LLMs are by design, dated. Their training data sets are historical.5 Any question based on newly developing situations is beyond its ken. For example, when brolucizumab was associated with an increased frequency of serious intraocular inflammation, a question regarding the topic to a LLM would have been fruitless. Successive versions of the same LLM have improved.25,26 Thus, our conclusion that Copilot Pro is the best LLM for an ophthalmologist seeking a clinical assistant applies only for the present and only out of the sample of 15 LLMs that we tested.
There are limitations to this work. We used one grader, rather than several. The reason for this was that the Clinical Challenges had a published correct answer such that interpretational ambiguity was minimized. In other publications, the graders were making the decisions regarding correctness of the LLM responses on a Likert scale. In contrast, we were deciding if the LLM gave the published correct response, a more straightforward task. Nevertheless, having multiple masked graders would have increased the strength of the study.

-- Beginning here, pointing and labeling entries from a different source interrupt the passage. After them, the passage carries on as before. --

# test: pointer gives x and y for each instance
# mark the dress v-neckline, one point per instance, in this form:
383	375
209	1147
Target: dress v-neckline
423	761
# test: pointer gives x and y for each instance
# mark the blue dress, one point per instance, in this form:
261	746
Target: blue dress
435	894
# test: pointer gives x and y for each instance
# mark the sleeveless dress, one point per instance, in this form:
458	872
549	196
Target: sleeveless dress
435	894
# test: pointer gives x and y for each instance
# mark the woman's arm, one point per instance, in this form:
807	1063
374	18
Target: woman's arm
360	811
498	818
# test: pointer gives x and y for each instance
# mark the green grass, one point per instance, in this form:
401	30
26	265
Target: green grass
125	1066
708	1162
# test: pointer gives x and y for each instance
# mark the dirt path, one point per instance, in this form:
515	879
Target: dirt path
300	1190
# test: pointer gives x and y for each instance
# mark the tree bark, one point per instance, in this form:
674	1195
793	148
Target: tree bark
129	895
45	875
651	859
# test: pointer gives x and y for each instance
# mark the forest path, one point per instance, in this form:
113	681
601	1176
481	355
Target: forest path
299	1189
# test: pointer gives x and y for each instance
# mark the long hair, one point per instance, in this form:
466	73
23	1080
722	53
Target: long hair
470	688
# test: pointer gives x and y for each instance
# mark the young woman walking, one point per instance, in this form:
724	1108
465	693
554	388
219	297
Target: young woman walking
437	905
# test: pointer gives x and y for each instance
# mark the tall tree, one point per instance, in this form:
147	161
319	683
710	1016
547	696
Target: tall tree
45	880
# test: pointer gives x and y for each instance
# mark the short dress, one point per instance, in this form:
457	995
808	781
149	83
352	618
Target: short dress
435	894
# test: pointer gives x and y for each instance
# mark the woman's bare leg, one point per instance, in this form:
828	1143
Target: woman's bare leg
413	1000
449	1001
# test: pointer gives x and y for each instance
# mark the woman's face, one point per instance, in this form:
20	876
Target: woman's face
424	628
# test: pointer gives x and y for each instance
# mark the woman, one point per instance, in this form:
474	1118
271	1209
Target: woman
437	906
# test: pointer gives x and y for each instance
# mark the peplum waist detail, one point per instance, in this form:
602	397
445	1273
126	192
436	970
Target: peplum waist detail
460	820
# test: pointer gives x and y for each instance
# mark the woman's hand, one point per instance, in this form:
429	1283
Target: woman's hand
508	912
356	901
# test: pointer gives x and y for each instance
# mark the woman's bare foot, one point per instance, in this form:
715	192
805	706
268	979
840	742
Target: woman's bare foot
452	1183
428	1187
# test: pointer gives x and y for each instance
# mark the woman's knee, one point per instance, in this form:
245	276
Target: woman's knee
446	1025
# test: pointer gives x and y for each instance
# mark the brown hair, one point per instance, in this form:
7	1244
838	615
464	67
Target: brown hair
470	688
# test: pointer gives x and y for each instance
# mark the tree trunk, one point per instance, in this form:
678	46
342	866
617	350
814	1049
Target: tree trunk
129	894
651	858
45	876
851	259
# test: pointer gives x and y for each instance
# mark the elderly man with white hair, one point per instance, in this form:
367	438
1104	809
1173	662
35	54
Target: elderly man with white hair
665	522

It is possible that our results reflect sampling bias. Had we chosen a different set of 20 Clinical Challenges, the results could have been different. ChatGPT3.5 has shown differential deficits across subspecialties with the greatest deficit in the subspecialty area of retina in which it answered 0% correctly compared to general medicine for which questions it answered 79% correctly.24 LLM performance generally depends on the bank of questions used. Using the BCBS sample questions Lin et al found that ChatGPT4 answered 86.7% of the retina and vitreous questions correctly.27
It is possible that some of the Clinical Challenges were used in training the LLMs, although we tried to minimize this risk by choosing ones published in 2023–2024. We did not test all LLMs available. We tested text only LLMs but increasingly LLMs that can incorporate imaging are becoming available. ChatGPT4Vision and Gemini Pro allow incorporation of visual images in prompts. We did not test these as they are not available to physicians. When images can be input, the usefulness of LLMs for ophthalmologists will increase.
It is possible that our results were biased by internet speed, online traffic, and delays in response time, which we did not assess, but which have been suggested as sources of variability.28 None of the LLMs that we tested allowed the user to input images although this is a feature under development.
In conclusion, we found that 3 LLMs - ChatGPT 3.5, Claude Pro, and Copilot Pro – were more accurate than the others, and that Copilot Pro was the most accurate against the complex clinical cases were tested. We do not recommend LLMs to diagnose and treat patients in ophthalmology. The problems of accuracy and readability require further work. Still, the three top rated LLMs cover gaps in the knowledge base of user ophthalmologists and could be valuable assistants in clinical practice. All suggestions from LLMs require fact checking.
Funding
There is no funding to report.
Disclosure
David Browning has an equity interest in Zeiss-Meditec. He receives royalties from Springer Inc. Sujeeth declares no conflicts of interest.